As for myself, the voice for this story is more or less my natural way of writing sentences. Sure, it changes from story to story, my third person voice is a wee bit smarter and more sarcastic (which annoys the piss out of me), but in a prose suspect lineup, I’m pretty sure you’d be able to pick out my writing. That’s probably both good and bad. But whatever — this is my natural voice, and I’ve read worse, so I’ll go with that for the time being.
You mention “up until very recently” you’ve read what you wanted. What’s happening now that you are reading other things?
Just through school. I’m working on my MFA at Colorado State. It’s been a damn good experience, learning a lot, writing every day, surrounded by other talented writers. As far as my reading habits changing, I think it’s just being exposed to other writers, ones I wouldn’t necessarily seek out on my own, but am glad to have come across.
Your story is complex with several points of danger: making the narrator so young, giving his lover a daughter, throwing up “maroon sheets” as the only nod to privacy. I want to ask how this story came to you, but more importantly, I’d like to know more about your overall process.
This story came to me with the first line, or the first part of the first line — “so we were tired from sex and maybe with each other” — as most of my stories do. From there, I just wrote a character who would think in those terms. A mentor of mine, Steven Schwartz, told me that given enough page space, writers will always write themselves into their obsessions. It took about a thirty words for me in this piece — sex as a means of avoidance, drugs, codependence, men looking to women as a motherly solution. Of course I didn’t think about any of this while writing the piece. I just wrote whatever came next. I never really know why I write certain things and have no idea what they mean, if anything, until subsequent drafts. And personally speaking, I think that blind faith/ignorance that something will arise from putting characters in difficult situations is key to writing anything remotely interesting, and I guess that’s about all I can really say regarding my process.
What authors have influenced your writing? Or a better question might be, what writers do you think you are most like?
No real unique or clever response here. My major influences are pretty much the same list that intro lit teachers use to trick smelly teenage boys into liking books — Tim O’Brien, Denis Johnson, Richard Yates, Steve Almond. I’d be lying to say that Chuck Palahniuk isn’t also a guilty pleasure. Fitz is far and away my favorite — I’ve always felt some crazed-stalker delusional connection to F. Scott because we were asked to leave the same Minnesota prep school.
When I Googled you to find your website, I ran across Peter Stenson the actor. Is that you? Where is the “Peter Stenson — Writer website” and where can we find more work from you?

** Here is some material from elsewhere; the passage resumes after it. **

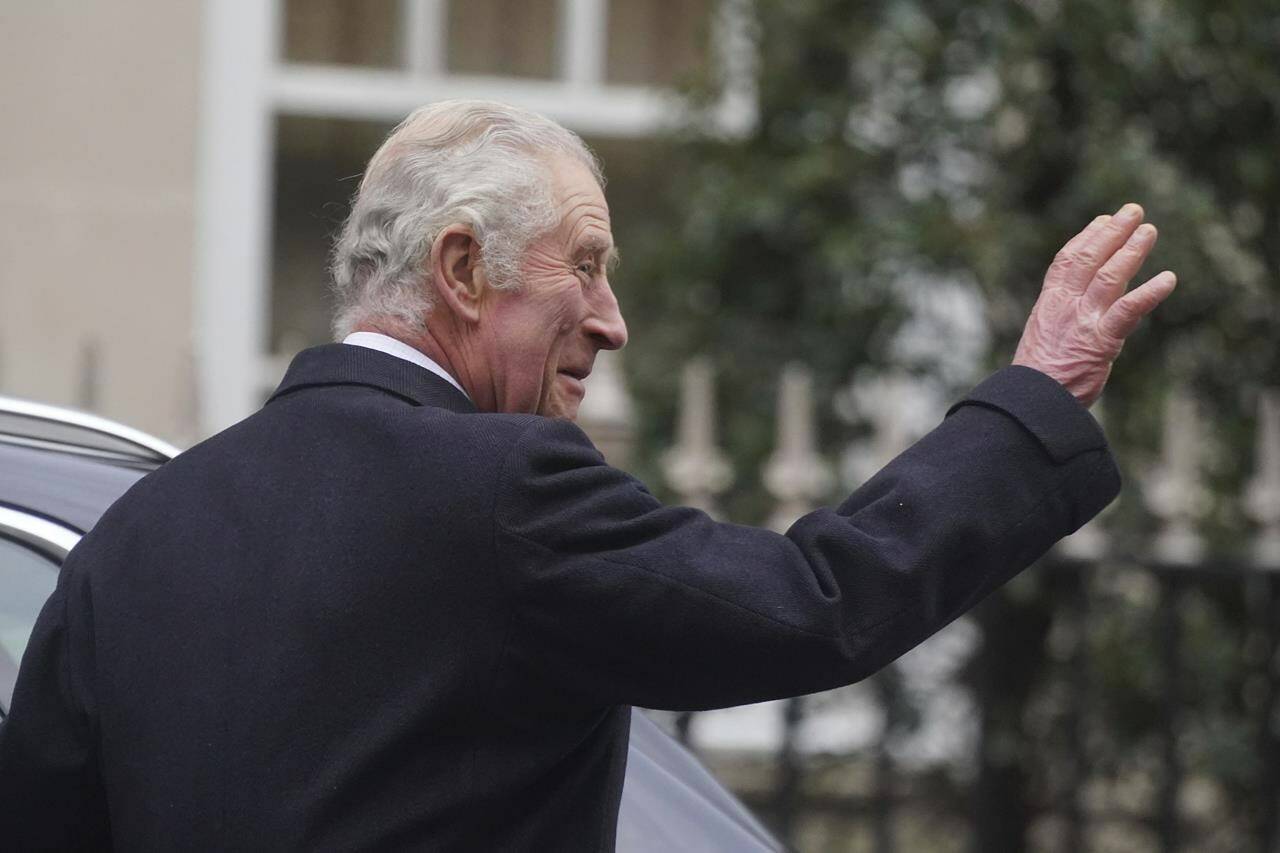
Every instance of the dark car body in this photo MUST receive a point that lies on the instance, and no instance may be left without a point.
(60, 470)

No, unfortunately I am not Peter Stenson the actor. But I’d quit this writing thing in a second if I were handsome enough for the silver screen.
The whole idea of self-promotion makes me want to paper cut my eye, but I’ve been told it needs to be done. So my brother-in-law, Robbie Lane, was living with my wife and me over the winter and his payment was building me a website. It’s petercstenson.com. I think it’s pretty sweet. I have a blog there too where I write about things I’m psyched on — Justin Bieber and stretch marks and things like that. It has a list of my pubs and a picture of me where I look tired and not so handsome (at least not enough so for movies). As for bigger works, my agent and I are in the final round of edits for my new novel, so keeping fingers crossed with that whole process.
Is there any one lesson you’ve learned about writing that you’d like to share with others, something that might have seemed obvious once you learned it, but that eluded you for a while?
I’m not sure who said it originally, Edward Abbey maybe, and I’m bastardizing it for sure, but it was something along the lines of only writing stories you would want to read. This seems idiotic in its obviousness. But it helped me more than anything. It somehow gave me permission to write anything — gritty realism or genre or fantastical or something in the middle. I just wrote a story about a woman whose nether region emits 80s power ballads. Why? Because I would be stoked to read a story like that. And I may be the only one, but whatever. It’s just hard for a young writer to look around at what is being published, and not say to herself, So this is literary fiction, and try to force that aesthetic into her own work. But if we remember to only write what we want to read, it’s pretty hard to veer too far off course.